El Perú se desangra cada día entre balas, explosivos y extorsiones. No es exageración, es la crónica diaria que registran los medios: un joven estudiante y mototaxista acribillado por su propio pasajero; un bus de músicos baleado en Lima; 80 transportistas muertos en este año. La lista parece interminable. El miedo ya no es noticia: es el aire que respiramos.

Y mientras tanto, el ministro del Interior, Carlos Malaver, dice que “ ahora extrañamos a nuestros delincuentes” al comparar la criminalidad actual con años pasados. Esto a pocas horas de ser interpelado por el Congreso.
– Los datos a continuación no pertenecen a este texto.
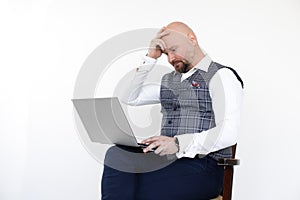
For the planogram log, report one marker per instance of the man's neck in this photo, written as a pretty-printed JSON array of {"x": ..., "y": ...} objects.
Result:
[{"x": 199, "y": 55}]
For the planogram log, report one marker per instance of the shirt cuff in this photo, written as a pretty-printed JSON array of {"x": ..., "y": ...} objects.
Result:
[
  {"x": 147, "y": 63},
  {"x": 185, "y": 141}
]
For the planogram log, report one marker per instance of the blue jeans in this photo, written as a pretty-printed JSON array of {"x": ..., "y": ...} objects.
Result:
[{"x": 185, "y": 178}]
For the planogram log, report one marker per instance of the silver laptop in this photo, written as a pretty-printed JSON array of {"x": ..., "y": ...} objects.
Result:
[{"x": 105, "y": 121}]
Una sandez que grafica el pésimo nivel de gestión del funcionario de Estado.

Es que para la mayoría de peruanos, la delincuencia es el verdadero gobierno. Ocho de cada diez ciudadanos aseguran que el Ejecutivo no tiene estrategia alguna para protegerlos.

Este es, sin duda, el mayor fracaso del gobierno de Dina Boluarte en sus mil días: la incapacidad de garantizar lo más elemental, el derecho a la vida. Mientras la presidenta y sus ministros se enfrascan en defensas políticas y discursos vacíos, el crimen avanza sin freno, coloniza calles, barrios y regiones enteras.

La omisión del Estado no es neutral: es cómplice. Cuando el poder político calla o actúa con tibieza, el crimen se siente legitimado para reinar.